In How LongTil Black Future Month, N.K. Jemisin coins the term “Monáeism.” Quote:

“Too many years of the Jetsons, maybe. Too many white supremacist medieval Europes. I’ve spent years swallowing these bizarro-world versions of humanity, and they have become a toxin poisoning my imagination. But Janelle Monáe is a tiny, fast-footed, pompadour’d antidote to all of that.”
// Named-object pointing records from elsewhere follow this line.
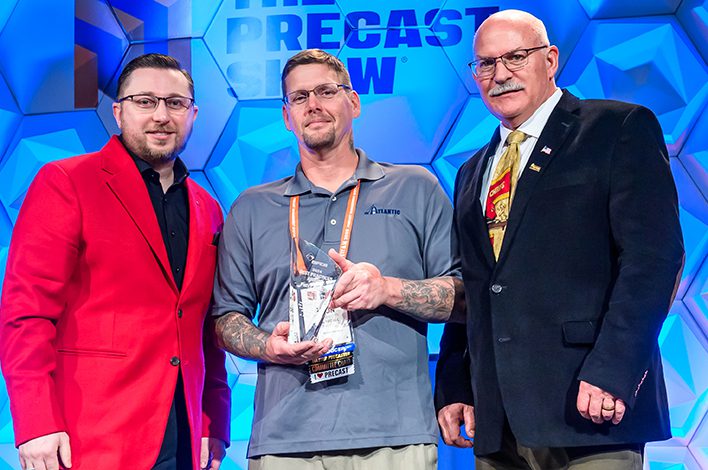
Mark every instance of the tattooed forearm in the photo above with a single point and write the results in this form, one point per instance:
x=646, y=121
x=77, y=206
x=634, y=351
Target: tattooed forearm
x=238, y=335
x=431, y=300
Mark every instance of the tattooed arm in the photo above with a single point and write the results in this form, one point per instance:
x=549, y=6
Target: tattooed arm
x=237, y=334
x=438, y=299
x=362, y=287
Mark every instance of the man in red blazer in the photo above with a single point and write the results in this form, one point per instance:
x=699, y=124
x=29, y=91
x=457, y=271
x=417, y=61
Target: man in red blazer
x=104, y=350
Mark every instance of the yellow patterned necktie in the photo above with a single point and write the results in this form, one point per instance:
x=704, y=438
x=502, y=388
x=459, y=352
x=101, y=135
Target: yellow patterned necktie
x=501, y=191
So, we just have to ask, what’s it like being an antidote to white supremacy?

I love that. Wow. First of all, I’m a huge fan of N.K. Jemisin. So to be able to have her mention my name, yeah, let’s do Monáeism! I will say that when I have something to say, I say it. I’m not afraid to piss off white supremacists, I don’t give fuck about that, but I also love living life. I love joy. I love being in love. I love partying. I love being able to have the freedom to play games with my friends: I have game night, murder-mystery parties. I love talking about sci-fi. I love going to strip clubs. I love just living my life. And I think that’s ultimately what white supremacy does: It stops you from living your life because you put your attention on fighting and fighting against them. It becomes about them.

I encourage people now to stand up and speak up when you have something to say or when you feel like something is wrong. But just as much as you are putting your energy in all that, please put your energy into being present. Please put your energy into celebrating life and making memories—making the best memories that you possibly can, because we know that our memories determine the qualities of our lives.